Google Unveils Caps For CTV Ad Impressions -- Why Even Search Agencies Welcome Change

Search and performance marketers looking across screens to connected television now have a way to control their ad frequency on connected TV (CTV).

Google’s CTV frequency management feature in Display & Video 360 now allows marketers to control the number of times people see their ads across YouTube and other CTV apps.

Chris Moreno, vice president of media at NP Digital, in an email told Search & Performance Marketing Daily that the performance agency has clients running search, CTV and YouTube ads.

“Our CTV ads purchased via DV360 currently allow us to monitor and control the frequency, but only from one platform or streaming app at a time,” he wrote. “This new ability from Google will be very helpful, allowing us to monitor and prevent ad fatigue, making sure the audience doesn't get overwhelmed by the same ad as they bounce across steaming apps.”

He wrote that setting daily frequency caps will guarantee the audience will only see our ads a certain number of times per day, as they move across apps or CTV devices, preventing wasted budget and ad fatigue.”

Ed Papazian, president of Media Dynamics, said the feature isn’t without challenges, but called it a “mechanical option,” a “nice interesting refinement,” but it caps the number of impressions without taking into consideration if the ad was viewed.

“The problem advertisers have with all these scheduling ideas is, how do you determine the number of times a person really sees the ad vs. the number of times the ad serves up?,” he said. “If I think the best way is to serve the ad four times per month, you might not get four. You may need to serve the ad 12 times to get the consumer to see the ad four times. It looks and sounds great until you get down to implementing it.
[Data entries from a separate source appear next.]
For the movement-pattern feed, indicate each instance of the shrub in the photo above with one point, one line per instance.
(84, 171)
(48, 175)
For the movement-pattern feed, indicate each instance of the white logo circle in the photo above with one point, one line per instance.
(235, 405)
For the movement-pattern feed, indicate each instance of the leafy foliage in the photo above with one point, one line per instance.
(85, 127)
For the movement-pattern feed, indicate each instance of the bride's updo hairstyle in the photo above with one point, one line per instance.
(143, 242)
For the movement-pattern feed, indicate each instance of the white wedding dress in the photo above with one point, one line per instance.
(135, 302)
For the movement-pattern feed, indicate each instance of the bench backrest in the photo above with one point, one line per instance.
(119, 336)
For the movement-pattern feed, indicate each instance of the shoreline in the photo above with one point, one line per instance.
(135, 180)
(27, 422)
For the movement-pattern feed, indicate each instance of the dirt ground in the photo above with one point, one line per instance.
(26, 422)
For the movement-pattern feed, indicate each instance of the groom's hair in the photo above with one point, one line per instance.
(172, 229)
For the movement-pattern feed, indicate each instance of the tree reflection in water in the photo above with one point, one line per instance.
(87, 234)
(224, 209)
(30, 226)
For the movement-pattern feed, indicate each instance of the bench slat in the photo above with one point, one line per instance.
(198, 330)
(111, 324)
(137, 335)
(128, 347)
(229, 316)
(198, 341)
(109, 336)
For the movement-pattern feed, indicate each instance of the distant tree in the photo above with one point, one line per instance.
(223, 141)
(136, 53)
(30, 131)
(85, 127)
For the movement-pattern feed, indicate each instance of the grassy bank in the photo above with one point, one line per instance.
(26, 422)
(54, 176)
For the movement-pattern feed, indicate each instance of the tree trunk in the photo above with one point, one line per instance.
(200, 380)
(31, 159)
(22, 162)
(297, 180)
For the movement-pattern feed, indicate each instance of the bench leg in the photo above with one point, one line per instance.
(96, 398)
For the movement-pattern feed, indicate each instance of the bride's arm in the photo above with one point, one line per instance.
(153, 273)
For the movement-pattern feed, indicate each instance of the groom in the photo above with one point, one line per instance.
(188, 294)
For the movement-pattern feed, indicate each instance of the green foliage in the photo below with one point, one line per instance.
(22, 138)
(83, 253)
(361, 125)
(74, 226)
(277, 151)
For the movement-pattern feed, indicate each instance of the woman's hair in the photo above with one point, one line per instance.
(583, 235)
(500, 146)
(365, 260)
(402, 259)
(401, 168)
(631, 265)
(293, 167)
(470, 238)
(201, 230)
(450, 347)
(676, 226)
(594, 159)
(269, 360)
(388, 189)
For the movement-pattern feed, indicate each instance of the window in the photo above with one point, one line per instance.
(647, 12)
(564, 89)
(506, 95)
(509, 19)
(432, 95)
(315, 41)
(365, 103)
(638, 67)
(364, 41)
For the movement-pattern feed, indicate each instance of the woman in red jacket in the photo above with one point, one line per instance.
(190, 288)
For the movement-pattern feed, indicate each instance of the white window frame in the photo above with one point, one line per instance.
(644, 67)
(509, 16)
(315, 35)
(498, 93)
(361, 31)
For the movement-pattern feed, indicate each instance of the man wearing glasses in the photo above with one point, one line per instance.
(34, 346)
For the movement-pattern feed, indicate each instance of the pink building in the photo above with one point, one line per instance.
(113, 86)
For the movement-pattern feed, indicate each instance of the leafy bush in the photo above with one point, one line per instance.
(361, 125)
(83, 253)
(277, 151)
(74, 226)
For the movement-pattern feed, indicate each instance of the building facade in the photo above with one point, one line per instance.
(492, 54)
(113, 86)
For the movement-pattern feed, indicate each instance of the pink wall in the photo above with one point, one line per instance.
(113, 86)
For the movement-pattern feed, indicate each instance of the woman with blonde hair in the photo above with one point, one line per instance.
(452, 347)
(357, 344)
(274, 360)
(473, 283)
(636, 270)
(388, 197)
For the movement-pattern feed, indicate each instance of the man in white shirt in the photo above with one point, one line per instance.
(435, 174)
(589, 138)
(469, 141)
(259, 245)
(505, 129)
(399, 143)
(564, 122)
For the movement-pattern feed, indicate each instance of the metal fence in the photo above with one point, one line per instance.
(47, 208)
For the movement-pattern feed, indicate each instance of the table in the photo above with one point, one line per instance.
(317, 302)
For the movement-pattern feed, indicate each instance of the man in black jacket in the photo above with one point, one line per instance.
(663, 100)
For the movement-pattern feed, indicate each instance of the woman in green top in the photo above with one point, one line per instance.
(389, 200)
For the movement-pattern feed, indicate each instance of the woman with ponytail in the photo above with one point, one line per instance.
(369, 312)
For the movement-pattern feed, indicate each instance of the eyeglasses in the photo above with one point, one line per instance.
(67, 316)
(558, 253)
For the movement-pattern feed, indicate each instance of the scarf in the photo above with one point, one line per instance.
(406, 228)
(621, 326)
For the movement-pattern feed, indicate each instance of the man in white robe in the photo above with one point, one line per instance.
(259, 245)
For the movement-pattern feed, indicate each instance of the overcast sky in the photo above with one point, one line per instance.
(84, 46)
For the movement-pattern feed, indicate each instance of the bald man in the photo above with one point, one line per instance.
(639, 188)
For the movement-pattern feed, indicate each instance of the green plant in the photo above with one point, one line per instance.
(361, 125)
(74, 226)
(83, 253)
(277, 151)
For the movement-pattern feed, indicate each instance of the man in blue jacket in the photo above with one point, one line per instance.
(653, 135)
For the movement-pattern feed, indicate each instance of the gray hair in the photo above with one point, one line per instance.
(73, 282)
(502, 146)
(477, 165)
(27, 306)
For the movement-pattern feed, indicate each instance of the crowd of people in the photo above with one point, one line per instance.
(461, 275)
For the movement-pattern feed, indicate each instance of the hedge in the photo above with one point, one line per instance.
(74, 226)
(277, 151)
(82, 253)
Surveys show a huge percentage of viewers don’t look at the ad.”

For display or video ads, frequency capping -- which limits the number of video or display ads that appear to the same person -- relies on third-party cookies as by default, per Google, but when those are not available first-party cookies are used to approximate impressions.

Google estimates the platform for the latest feature covers 92% of ad-supported CTV households. 

Capping impressions is helpful, since TV consumption is not a pull channel, but rather a push.

Shane Ragiel, senior director of digital strategy at Chacka, said the goal is to appear enough times to keep the brands top of mind, but not be intrusive or annoying.

“When it comes to channels like connected TV, social media, and display, advertisers should understand that this is a push channel, but not to be too pushy,” Ragiel said. “These channels will happily spend and reach as many users as many times as possible. This will help marketers identify the point of diminishing return and deliver efficient ad buys across several touchpoint.”

Merkle helps several brands with CTV campaigns.

Trevor Hadick, director of media strategy, analytics and activation at Merkle, said CTV pushes the brand’s message to the consumer, but there should be a balance as to the number of times a consumer should see an advertisement and how many different creatives and unit lengths a brand has running at a single time.

If a brand wants to educate a consumer about the launch of a new product or service, the advertiser will cap the number of impressions weekly to ensure it remains top of mind.

“However, we would want allow the user to search and see our search engine marketing ads as many times as possible, with the hopes that it gets them in the conversion and lead generation funnel,” Hadick explains in an email to Inside Performance.

Most CTV inventory does not have a click function, which means the user must use a different device to visit the brand’s app, website or contact them via a phone call.

“Google doesn’t natively allow for ‘impression capping’ in search ads, but some clients may choose to use remarketing lists for search ads or Google Analytics audiences to control suppression or even greater visibility for users who have previously searched and clicked on ads,” he explains.

Search advertisers, of course, don't pay for the ad until someone clicks on it. When it comes to ad impressions, Google manages the user-by-user behavior directly for brands. This means that if a user searches many times without clicking on an advertiser’s ad, Google may choose to selectively remove that advertiser from the auction due to relevancy or lack thereof for that user.